The 1970 Idaho Vandals football team represented the University of Idaho as a member of Big Sky Conference during the 1970 NCAA University Division football season. The Vandals were led by first-year head coach Don Robbins. Without a usable stadium on their Moscow campus for a second year, they played their home games at Rogers Field at Washington State University in Pullman, Washington.

Shortly after spring drills in May 1970, head coach Y C McNease was fired and assistant coach Robbins was promoted. With quarterbacks Steve Olson and Tom Ponciano running the offense, the Vandals were 4–7 overall and 2–2 in the Big Sky. Winless after six games, they won four straight before dropping the finale. Entering the homecoming game on October 24, Idaho had a ten-game losing streak.

In the Battle of the Palouse, the Vandals suffered a fourth straight loss to neighbor Washington State of the Pac-8, falling 44–16 at Joe Albi Stadium in Spokane on September 19. After a scoreless first quarter, Idaho led by ten at halftime, but was then outscored 38–0. It broke a ten-game losing streak for the Cougars, and was their only win of the season. The game with WSU was not played in 1969 or 1971.

The Big Sky added two teams this season, but the Vandals played neither. The new rivalry with Boise State began in 1971 and Idaho did not schedule Northern Arizona until 1975.
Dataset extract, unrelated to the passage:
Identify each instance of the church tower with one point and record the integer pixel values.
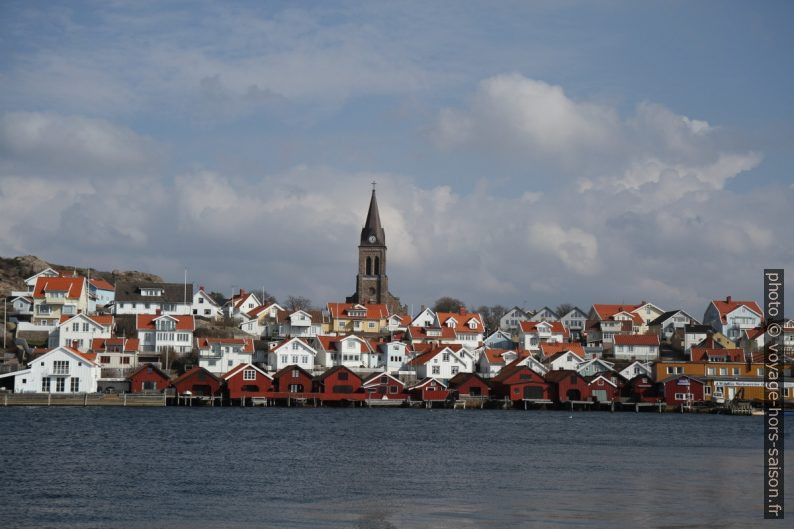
(372, 283)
The Vandals' former venue on campus, Neale Stadium, had been declared structurally unsafe due to soil erosion in the summer of 1969, and its south grandstand burned that November in a suspected arson. Idaho played home games at Rogers Field in Pullman in 1969 and 1970. In April 1970, Rogers Field also burned in a suspected arson, which destroyed most of the primary grandstand on the south sideline, including the press box. WSU played its home games in 1970 and 1971 in Spokane at Joe Albi Stadium. Requiring less seating capacity, Idaho continued at Rogers in 1970, with reserved seating switched to the north side and students in the unburned lower section of the south grandstand. The new Idaho Stadium opened in October 1971.

==University division ==
Through 1977, the Big Sky was a college division (renamed Division II in 1973) conference for football, except for university division (Division I) member Idaho, which moved down to the new Division I-AA in 1978. Idaho maintained its upper division status in the NCAA by playing university division non-conference opponents (and was ineligible for the college division postseason).

==Schedule==

| Date | Time | Opponent | Site | Result | Attendance | Source |
| September 12 | 12:30 pm | at Air Force* | Falcon Stadium; Colorado Springs, CO; | L 7–45 | 22,279–25,000 |  |
| September 19 | 1:30 pm | at Washington State* | Joe Albi Stadium; Spokane, WA (Battle of the Palouse); | L 16–44 | 27,200 |  |
| September 26 | 1:30 pm | Pacific (CA)* | Rogers Field; Pullman, WA; | L 10–17 | 8,600–10,000 |  |
| October 3 | 7:00 pm | at Idaho State | ASISU Minidome; Pocatello, ID; | L 14–35 | 12,500 |  |
| October 10 | 1:30 pm | Montana | Rogers Field; Pullman, WA (Little Brown Stein); | L 26–44 | 4,600 |  |
| October 17 | 1:30 pm | at Oregon* | Autzen Stadium; Eugene, OR; | L 13–49 | 21,300 |  |
| October 24 | 1:30 pm | Portland State* | Rogers Field; Pullman, WA; | W 17–16 | 6,700 |  |
| October 31 | 12:00 pm | at Montana State | Gatton Field; Bozeman, MT; | W 37–24 | 4,500 |  |
| November 7 | 12:30 pm | Weber State | Rogers Field; Pullman, WA; | W 27–17 | 4,500 |  |
| November 14 | 12:30 pm | at Utah State* | Romney Stadium; Logan, UT; | W 42–14 | 10,000 |  |
| November 21 | 11:30 am | at Tulsa* | Skelly Field; Tulsa, OK; | L 17–30 | 8,500 |  |
*Non-conference game; Homecoming; All times are in Pacific time;

==Roster==

Source:

==All conference==
Four Vandals were selected to the all-Big Sky team: wide receiver Terry Moreland, halfback Fred Riley, defensive end Tim Reese, and linebacker Ron Linehan, a repeat pick. No second team was selected.

==NFL draft==
No Vandals were selected in the 1971 NFL draft, which lasted seventeen rounds (442 selections). Three juniors were selected in the 1972 NFL draft, also 17 rounds.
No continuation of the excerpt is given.